Find the maximum likelihood estimator of $\theta$.

My attempt,

$$L(\theta)=\prod_{i=1}^{n}\sqrt{\frac{2}{\pi}}e^{-1/2(x_i-\theta)^2}$$

$$=\exp(-\frac{1}{2}\sum_{i=1}^{n}(x_i-\theta)^2)\cdot constant$$

$$\log L=-\frac{1}{2}\sum_{i=1}^{n}(x_i-\theta)^2+constant$$

$$\frac{\delta}{\delta \theta}\log L=\sum_{i=1}^{n}(x_i-\theta)$$

$$=\sum_{i=1}^{n}x_i-n\theta$$

$$n\theta=\sum_{i=1}^{n}x_i$$

$$\hat{\theta}=\bar{x}$$

Am I correct?

• Yes you found how to get the MLE for the mean of a Gaussian distributed sample.
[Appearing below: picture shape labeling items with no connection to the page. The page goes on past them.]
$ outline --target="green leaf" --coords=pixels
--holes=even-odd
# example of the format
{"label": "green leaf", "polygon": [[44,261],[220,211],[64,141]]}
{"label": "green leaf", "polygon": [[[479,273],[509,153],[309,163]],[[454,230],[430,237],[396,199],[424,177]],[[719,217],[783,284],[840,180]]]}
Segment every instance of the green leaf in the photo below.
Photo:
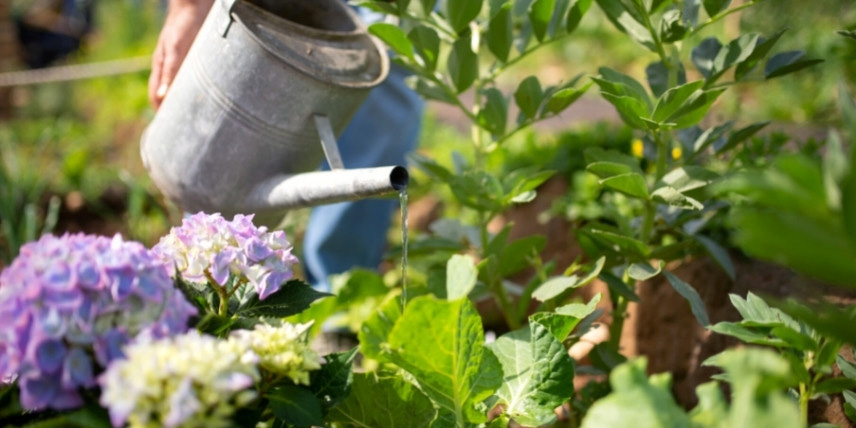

Jun 19, 2018 at 14:53
• @MartijnWeterings Given the constraint on the support, which leaves us with the right half of a unit variance Gaussian, I would imagine the MLE of $\theta$ is much smaller than $\bar{x}$
– khol
Jun 19, 2018 at 15:30
• When the support depends on the parameter, instead of flatly differentiating (which isn't really justified here), pay attention to the parameter space given the sample. Jun 19, 2018 at 15:50
• @khol I had missed that part. It is indeed as Jarle stated. For the half normal distribution the likelihood function is zero unless $\theta$ is smaller than the smallest $x_i$. Thus you get a $\mathcal{L}(\theta)$ which is a parabolic function centered at $\bar{x}>x_{(1)}$, but cut off to 0 at the point $x_{(1)}$. Jun 19, 2018 at 16:59

For $\theta\le x_{(1)}$ the likelihood is an increasing function of $\theta$ and for $\theta>x_{(1)}$, the likelihood is zero. Hence, the MLE of $\theta$ is $\hat\theta=X_{(1)}$.